Keller-Cohen, 1987); a relação espacio-temporal (Munro e Wales, 1982; Carranza et alli, 1984); e ainda alguns trabalhos de ordem metodológica que discutem a adequação do material linguístico utilizado no desenho experimental (Johnson, 1975; Crain, 1982; Stevenson e Pollitt, 1987).

4.2. Tempo deíctico e aspecto

Mas, perante as conclusões de Ferreiro (1971), Bronckart põe a questão:

Qual é então a função dos tempos verbais utilizados pelas crianças até aos 8 anos? (ver Bronckart, 1977 : 65-66).

Bronckart (Bronckart e Sinclair, 1973; Bronckart, 1976) inicia investigação para dar resposta a esta questão e conclui que os tempos verbais "servem preferencialmente para exprimir um momento do desenvolvimento da acção ou o seu grau de "accomplissement" (Bronckart, 1977 : 65-66). Estava assim lançada a opinião segundo a qual as crianças nos primeiros estádios de aquisição da linguagem usam as formas verbais para exprimir valores aspectuais e não relações temporais. E a discussão, que se mantém até hoje, com os que acham que as formas verbais produzidas pelas crianças exprimem as duas dimensões da temporalidade, ia começar.

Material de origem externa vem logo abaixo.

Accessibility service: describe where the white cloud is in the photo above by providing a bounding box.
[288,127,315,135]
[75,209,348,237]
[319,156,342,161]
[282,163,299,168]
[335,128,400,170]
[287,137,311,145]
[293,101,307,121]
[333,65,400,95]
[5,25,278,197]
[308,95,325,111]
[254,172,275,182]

Ora, qualquer sistema linguístico (ou interlinguístico), para que a comunicação se efective e ultrapasse o contexto imediato - 'ego -hic -nunc' - tem de dispor de recursos capazes de codificar conceitos elementares entre os quais se contam o tempo, o modo e o aspecto. E, se um adulto tem do tempo uma concepção intuitiva, as crianças, como diz Harner (1980 : 182), "têm de aprender não só o sistema conceptual das relações temporais, mas também as múltiplas formas através das quais o sistema linguístico as codifica".

Mas, como é sabido, a expressão das relações de temporalidade tem aos seu dispor, em qualquer língua natural, um intrincado e infinito número de combinações possíveis de recursos lexicais, sintácticos e morfo-sintácticos, impondo cada item restrições à sua combinação com outros e cada combinação possível ocupando o seu lugar na totalidade do sistema.

Bronckart (1977 : 51) dá-nos, em esquema, uma ideia da rede de meios de que, por exemplo, o Francês dispõe para exprimir a temporalidade.

Basta olhar para um esquema como este para vermos que o tempo deíctico e o aspecto, pelo menos em línguas como o Francês (ou o Português) são indissociáveis porque codificados pelos mesmos elementos e para vermos também que o verbo e os tempos verbais são "o maior mecanismo gramatical para exprimir relações temporais" (Miller e J.-Laird, 1976 : 412).

Estas relações temporais intrincadas têm duas consequências de natureza diversa: (1) a relativa lentidão com que as crianças desenvolvem capacidades para incluir referência temporal nos enunciados que produzem e (2) a dificuldade que os investigadores têm tido para atribuir essas referências à expressão do tempo ou do aspecto.